When assessing a home health care agency, it’s essential to consider its capacity to attract and keep employees in a competitive labor market. Elevated labor costs affect profit margins by raising expenses and constraining the company’s ability to care for patients, limiting its growth potential.

“It’s the ability to staff cases and continue staffing those cases,” Levinson said. “[Companies are] competing with other providers in the marketplace, in some cases for the same workers, so that has driven up wages beyond the market norm in some areas.”

EBITDA and technological efficiencies make for unique situations

A company’s valuation is typically based on a multiple of earnings before interest, taxes and amortization (EBITDA). EBITDA removes the company’s cost of selling a product or service and shows how much money is made after deducting all expenses except taxes, interest or amortization. This indicates the quality of the profit that a company makes after expenses.

However, Levinson said valuation is not always strictly based on EBITDA because of adjustments that make companies unique.

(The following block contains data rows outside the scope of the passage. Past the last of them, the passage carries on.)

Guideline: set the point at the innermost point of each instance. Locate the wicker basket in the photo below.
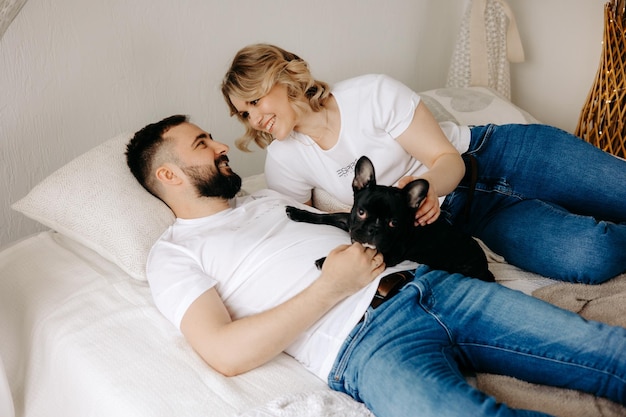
(601, 120)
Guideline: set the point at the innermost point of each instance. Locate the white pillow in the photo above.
(473, 106)
(95, 200)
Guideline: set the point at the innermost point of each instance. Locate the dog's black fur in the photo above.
(383, 217)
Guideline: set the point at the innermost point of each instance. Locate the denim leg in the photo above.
(547, 201)
(406, 357)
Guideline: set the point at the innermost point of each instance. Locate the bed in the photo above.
(80, 335)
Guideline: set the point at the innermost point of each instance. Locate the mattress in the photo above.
(79, 338)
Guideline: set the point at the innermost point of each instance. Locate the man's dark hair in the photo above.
(143, 147)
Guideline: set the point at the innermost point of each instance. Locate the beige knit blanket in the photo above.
(606, 303)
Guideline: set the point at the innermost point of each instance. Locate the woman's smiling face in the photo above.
(272, 113)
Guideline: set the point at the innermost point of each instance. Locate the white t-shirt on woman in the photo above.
(374, 110)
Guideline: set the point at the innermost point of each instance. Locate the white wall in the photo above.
(563, 42)
(74, 73)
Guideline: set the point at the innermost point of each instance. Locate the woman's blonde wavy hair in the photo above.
(252, 74)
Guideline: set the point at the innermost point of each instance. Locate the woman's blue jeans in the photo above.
(408, 356)
(547, 201)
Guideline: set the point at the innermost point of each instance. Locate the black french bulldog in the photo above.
(383, 217)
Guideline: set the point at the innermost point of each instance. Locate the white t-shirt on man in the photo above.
(374, 110)
(256, 258)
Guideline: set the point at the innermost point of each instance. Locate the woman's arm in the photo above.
(234, 347)
(427, 143)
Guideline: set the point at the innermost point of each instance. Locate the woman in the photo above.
(547, 201)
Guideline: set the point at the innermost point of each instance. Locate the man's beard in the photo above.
(211, 182)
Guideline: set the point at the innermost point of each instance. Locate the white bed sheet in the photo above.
(80, 338)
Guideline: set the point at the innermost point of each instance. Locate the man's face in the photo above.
(214, 181)
(204, 161)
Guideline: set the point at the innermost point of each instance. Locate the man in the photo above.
(237, 277)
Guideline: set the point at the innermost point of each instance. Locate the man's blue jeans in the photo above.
(547, 201)
(407, 357)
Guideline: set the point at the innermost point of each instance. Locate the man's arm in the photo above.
(234, 347)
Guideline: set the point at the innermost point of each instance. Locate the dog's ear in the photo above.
(364, 175)
(416, 192)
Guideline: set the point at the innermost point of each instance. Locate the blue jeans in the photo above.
(547, 201)
(408, 356)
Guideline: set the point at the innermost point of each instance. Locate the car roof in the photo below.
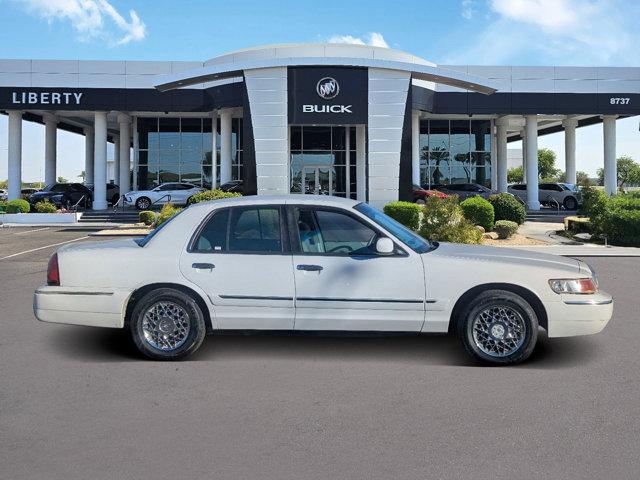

“Investors often consider the components of the EBITDA number,” Levinson explained. “Factors such as staffing levels, borrowing costs, market rates and overall market conditions are frequently discussed. They evaluate whether there is an oversupply of providers in the market and if there is competition for staff. All of these factors contribute to dynamic valuations.”

When considering a company’s EBITDA, technology is becoming increasingly important.

Technology is playing a more significant role in M&A than ever before, especially in improving efficiency, according to Levinson. While staffing impacts home health care because it is a person-to-person industry, technology can help address some of the concerns caused by staffing shortages regarding growth and the ability to provide services to clients.

“Technology can be helpful, as some cases can be treated with a phone call or an intervention over Zoom,” Levinson said. “If that’s the case, then perhaps it means a worker doesn’t have to go to a home or spend more time there and can go to another patient in need of care.”

He explained that if caregivers spend less time on paperwork that can be done with AI, it creates efficiencies and allows for more time with patients.

“I believe that technology will continue to improve efficiency and reduce costs while addressing staffing shortages we’ve experienced over the past few years,” he said.